Desse modo, dificulta-se a prisão em flagrante, já que, a rigor, não há como se saber que a pessoa traz consigo ou tem em depósito entorpecente sem uma prévia revista policial.

Pois bem, é aí que reside o problema.

Exemplifique-se com fatos que ocorrem diuturnamente.

A polícia militar recebe “denúncia anônima” de que um sujeito com certas características trafica entorpecente num determinado local. Chegando a esse local, os policiais se deparam com esse sujeito, cujas características coincidem com aquelas constantes da referida “denúncia anônima”. Por alguma razão qualquer, até mesmo por estar trazendo drogas consigo ou por ter drogas em depósito dentro do imóvel, o sujeito ingressa em seu domicílio correndo.

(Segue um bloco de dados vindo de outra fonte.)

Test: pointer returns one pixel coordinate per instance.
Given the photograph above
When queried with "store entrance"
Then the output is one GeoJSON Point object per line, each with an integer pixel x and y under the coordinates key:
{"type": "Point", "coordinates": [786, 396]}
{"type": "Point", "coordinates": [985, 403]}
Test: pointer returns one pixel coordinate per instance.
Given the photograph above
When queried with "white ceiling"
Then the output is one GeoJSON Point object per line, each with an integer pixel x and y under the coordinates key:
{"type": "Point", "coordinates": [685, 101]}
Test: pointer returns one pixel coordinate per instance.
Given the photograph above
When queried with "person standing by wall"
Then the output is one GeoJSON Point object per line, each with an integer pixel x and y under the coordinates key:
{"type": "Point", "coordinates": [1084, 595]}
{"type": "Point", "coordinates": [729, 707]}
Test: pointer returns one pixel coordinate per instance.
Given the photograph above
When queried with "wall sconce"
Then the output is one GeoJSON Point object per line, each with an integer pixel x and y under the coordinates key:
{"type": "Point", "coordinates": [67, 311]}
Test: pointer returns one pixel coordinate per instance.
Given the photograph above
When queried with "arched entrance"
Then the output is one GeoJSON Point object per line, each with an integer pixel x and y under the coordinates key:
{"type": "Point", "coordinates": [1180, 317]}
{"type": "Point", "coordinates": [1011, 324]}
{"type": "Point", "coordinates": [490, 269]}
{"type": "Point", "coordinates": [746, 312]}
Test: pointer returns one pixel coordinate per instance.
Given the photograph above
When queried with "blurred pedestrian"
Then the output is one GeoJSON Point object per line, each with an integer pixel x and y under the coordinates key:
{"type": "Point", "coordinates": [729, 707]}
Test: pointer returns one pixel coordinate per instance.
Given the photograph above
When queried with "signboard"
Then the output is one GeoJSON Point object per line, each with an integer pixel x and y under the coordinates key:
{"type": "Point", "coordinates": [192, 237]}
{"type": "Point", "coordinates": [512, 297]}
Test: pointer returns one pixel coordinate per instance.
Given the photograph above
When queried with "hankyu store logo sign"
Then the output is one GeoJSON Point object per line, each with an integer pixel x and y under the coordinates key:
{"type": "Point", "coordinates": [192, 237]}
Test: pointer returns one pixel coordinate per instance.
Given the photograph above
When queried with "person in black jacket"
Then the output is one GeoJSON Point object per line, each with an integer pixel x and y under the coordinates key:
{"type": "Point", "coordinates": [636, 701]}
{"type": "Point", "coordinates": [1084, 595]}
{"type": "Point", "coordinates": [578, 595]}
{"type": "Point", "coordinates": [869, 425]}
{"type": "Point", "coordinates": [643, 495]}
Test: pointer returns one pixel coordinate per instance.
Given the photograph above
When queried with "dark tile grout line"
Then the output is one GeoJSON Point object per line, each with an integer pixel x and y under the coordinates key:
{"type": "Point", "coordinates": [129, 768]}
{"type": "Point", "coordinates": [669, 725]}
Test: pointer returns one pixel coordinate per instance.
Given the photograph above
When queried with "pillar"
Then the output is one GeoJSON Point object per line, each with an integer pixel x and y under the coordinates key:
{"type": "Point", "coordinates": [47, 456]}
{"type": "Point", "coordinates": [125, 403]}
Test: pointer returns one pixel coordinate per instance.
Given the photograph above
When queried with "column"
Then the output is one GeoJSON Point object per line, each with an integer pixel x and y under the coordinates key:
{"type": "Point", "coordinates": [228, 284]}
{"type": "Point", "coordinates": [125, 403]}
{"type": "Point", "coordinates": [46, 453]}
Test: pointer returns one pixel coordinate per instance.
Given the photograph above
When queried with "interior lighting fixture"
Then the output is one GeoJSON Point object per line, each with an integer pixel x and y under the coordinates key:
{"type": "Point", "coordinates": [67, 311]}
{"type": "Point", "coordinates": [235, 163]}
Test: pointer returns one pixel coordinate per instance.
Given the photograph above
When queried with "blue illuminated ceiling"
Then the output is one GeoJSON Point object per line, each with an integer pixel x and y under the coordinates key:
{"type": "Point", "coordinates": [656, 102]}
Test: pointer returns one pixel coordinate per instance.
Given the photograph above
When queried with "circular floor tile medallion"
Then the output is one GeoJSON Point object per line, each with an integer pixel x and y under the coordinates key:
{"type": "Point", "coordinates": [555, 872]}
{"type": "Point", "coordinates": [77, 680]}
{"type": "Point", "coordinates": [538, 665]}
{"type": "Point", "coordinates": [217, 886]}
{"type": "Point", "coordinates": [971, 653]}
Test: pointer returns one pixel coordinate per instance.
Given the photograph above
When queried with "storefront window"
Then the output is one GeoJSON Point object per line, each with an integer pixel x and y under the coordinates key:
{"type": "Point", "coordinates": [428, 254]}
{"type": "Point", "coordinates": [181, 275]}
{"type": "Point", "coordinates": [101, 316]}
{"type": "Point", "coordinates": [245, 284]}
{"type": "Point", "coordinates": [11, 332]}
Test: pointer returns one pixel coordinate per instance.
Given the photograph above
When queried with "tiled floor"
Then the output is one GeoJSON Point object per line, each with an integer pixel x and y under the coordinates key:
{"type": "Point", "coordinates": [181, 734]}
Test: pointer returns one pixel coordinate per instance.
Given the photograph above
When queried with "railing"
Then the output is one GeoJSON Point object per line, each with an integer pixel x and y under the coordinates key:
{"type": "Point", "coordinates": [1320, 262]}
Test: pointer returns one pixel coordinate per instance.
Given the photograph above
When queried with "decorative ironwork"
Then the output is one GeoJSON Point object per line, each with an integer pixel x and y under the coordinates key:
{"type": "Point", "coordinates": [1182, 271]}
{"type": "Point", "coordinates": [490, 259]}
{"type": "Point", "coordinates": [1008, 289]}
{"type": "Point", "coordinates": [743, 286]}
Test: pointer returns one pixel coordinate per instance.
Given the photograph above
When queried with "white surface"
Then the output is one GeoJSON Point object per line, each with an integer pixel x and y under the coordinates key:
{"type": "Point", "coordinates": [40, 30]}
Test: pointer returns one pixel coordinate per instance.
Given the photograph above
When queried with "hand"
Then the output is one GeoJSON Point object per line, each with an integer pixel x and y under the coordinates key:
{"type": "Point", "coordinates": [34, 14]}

Os policiais, considerando essa atitude do sujeito suspeita, correm atrás e ingressam no domicílio dele, ocasião em que acabam flagrando-o com entorpecentes.

Trata-se de prisão em flagrante correta ou não?

Se partir-se do pressuposto de que o crime permanente permite a prisão em flagrante a qualquer momento, a resposta seria positiva.

A interpretação constitucional que se deve conferir ao artigo 5o, inciso XI, da Constituição Federal, entretanto, deixa evidente a inconstitucionalidade do flagrante, que inarredavelmente ensejará o relaxamento da prisão.

Com efeito, o ingresso dos policiais no domicílio desse sujeito não foi precedido pela flagrante de qualquer crime.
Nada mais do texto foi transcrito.